傅宁苏皱着眉头扭头看着来人,给了他一击板栗:“着什么急?你就不怕打草惊蛇?”说着给了他一个信封。
来人打开看着,又看着对面一动不动看戏的人,衣着装扮跟纸上的描述一模一样:“大人,这是?”“莫不是有人替我们监视?”
傅宁苏扶额叹息,有些无语,又想敲他栗子:“你真是榆木脑袋啊?”“看背面。”
“魅。”一时间眼神里都是震惊,察觉到自己的声音有些大,赶紧用手捂住嘴,脸上都是震惊看着傅宁苏,想开口却又死死的捂住。
傅宁苏怎会不知他会震惊,在他开口之前将窗户关上,歪头看着他,将纸拿了过来,整理好塞进自己衣服里面。
转身看着外面等候着的人,刀柄掀开珠帘,轻轻挥手,外面的人,四散离开。
傅宁苏翻身下楼,长刀放在身后,出了客栈的门,随手在路边的小摊上拿了一双筷子,去往对面的戏楼。
进门的瞬间傍边一人离开,傅宁苏嗅到了不一样的气息,有些熟悉,余光看见一丝离开的身影,不怎么怀疑。
顺着墙角上了二楼,融入到人群中,若无其事的叫好,看着那个正在嗑瓜子的人,靠在柱子上看着楼下,傅宁苏移到柱子的另一侧,扭头看了他一眼,嘴角微微上扬。

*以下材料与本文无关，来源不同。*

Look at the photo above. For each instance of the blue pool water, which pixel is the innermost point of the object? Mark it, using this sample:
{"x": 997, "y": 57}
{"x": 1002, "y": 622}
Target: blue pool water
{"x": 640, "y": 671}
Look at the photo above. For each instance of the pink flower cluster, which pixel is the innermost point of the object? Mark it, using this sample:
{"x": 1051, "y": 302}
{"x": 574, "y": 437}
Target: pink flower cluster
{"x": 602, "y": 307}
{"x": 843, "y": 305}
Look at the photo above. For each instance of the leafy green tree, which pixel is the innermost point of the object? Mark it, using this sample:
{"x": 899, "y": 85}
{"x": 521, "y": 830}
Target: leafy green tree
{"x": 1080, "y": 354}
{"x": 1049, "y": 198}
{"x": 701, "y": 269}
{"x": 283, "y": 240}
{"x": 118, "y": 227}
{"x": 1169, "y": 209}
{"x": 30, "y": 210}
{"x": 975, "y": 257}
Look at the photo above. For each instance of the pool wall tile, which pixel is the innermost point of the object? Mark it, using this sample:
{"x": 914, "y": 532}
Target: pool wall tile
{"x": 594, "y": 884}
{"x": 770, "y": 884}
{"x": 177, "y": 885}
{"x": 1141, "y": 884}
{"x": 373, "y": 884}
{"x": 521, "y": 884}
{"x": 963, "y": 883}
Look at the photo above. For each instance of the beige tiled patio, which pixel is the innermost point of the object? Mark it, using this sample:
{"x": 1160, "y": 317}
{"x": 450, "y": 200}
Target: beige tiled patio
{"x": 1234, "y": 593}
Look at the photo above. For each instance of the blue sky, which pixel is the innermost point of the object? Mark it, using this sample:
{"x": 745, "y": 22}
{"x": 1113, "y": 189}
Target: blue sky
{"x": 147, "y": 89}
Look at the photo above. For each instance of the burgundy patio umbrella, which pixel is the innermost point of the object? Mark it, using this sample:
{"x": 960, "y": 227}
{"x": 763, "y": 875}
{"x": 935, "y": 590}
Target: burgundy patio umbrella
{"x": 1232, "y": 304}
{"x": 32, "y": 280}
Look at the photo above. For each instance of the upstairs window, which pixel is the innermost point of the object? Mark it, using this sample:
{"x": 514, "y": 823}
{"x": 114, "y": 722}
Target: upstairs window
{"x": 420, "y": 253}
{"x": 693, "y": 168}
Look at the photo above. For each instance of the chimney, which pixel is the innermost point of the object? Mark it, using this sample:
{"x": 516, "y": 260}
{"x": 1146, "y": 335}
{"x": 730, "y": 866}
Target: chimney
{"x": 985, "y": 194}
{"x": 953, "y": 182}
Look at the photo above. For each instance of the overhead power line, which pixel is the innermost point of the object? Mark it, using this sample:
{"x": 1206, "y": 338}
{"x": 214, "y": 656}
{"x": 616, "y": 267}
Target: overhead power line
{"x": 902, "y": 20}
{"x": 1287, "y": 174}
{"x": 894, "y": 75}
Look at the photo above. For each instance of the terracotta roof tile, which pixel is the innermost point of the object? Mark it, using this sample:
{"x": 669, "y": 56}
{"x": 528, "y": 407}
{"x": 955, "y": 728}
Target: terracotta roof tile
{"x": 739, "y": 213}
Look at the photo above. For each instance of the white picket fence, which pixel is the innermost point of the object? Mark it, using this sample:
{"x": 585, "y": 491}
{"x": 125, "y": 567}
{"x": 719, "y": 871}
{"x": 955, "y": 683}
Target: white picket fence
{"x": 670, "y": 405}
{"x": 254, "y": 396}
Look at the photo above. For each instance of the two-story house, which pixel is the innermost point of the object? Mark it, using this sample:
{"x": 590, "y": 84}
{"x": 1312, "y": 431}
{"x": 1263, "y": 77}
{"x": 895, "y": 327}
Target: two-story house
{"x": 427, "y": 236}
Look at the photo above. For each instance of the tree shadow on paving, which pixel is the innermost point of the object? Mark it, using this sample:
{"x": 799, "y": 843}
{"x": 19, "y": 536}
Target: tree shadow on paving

那人还以为是来玩乐的客人,自顾自吃着手中的瓜子,筷子已经被刀刃削的锋利。
傅宁苏微微后退,手中的筷子转圈,尖端朝外,趁其不备直接插入那人的喉咙,在一片叫好声中,穿过喉咙,直直插入旁边的柱子上。
傅宁苏稍微移动一步,看着那人不可置信的眼睛,连血迹都不曾流露,随手将剩下一只筷子塞进他的手中,帮他合上眼睛,寻了一间没有人的房间,从窗户口离开。
烈日炎炎,傅宁苏坐在路边用来遮阳的地方,买了一小份酸酸甜甜的饮料,吃着炸丸子,看着街角哪里的几人被悄无声息的带走。
突然感觉嘴里有什么很是隔牙,吐在地上,仔细一看,没洗干净的小石头,又看看自己手里没吃完的,顿时,食不甘味,拿着离开。
傅宁苏离开不久,有人偷偷潜入戏楼,若无其事的将尸体带走,若不是地上掉落的一滴血,好似这里从未发生这件事一般。
傅宁苏刚到明镜司,刚听见尖叫声好受一些,瘫坐在椅子上,刚刚那人便过来:“大人,尸体已经带回来了,仵作已经在验尸了。”
“嗯。”傅宁苏点头,见他还不走,抬头看着这个榆木脑袋:“还有事?”
钱榆低头:“大人,陆鸣夏死了。”
“谁?”傅宁苏看着榆木脑袋,怀疑他好像幻听了:“你再说一遍,谁死了?”
“工部司郎中,陆鸣夏。”
傅宁苏怎会不知陆鸣夏是谁,近十年来,工部司最年轻的武器锻造师,可谓是天才。
就连他的刀也是出自陆鸣夏之手,趁手又锋利无比,亦是他的好友,傅宁苏平静的开口:“怎么死的?”
“今日仲秋,安昌侯府奉命设宴,邀请世家、新贵前去赴宴,半个时辰之前中毒身亡。”
傅宁苏双手捂着脸,遮盖住自己的表情,过了良久看着钱榆:“吴恙在吗?”
钱榆行礼:“已经等候在外。”
傅宁苏拿着刀起身往外走,看着等候在外的钱榆早已收拾干净换了一身乌漆墨黑的衣服:“大人。”
“跟我走。”
“是。”
傅宁苏去隔壁房间取了面具,全身装扮,只漏出一双眼睛。
半个时辰之前,安昌侯府正是热闹的时候,突然传出一声惊愕:“陆公子,陆公子,你怎么了?”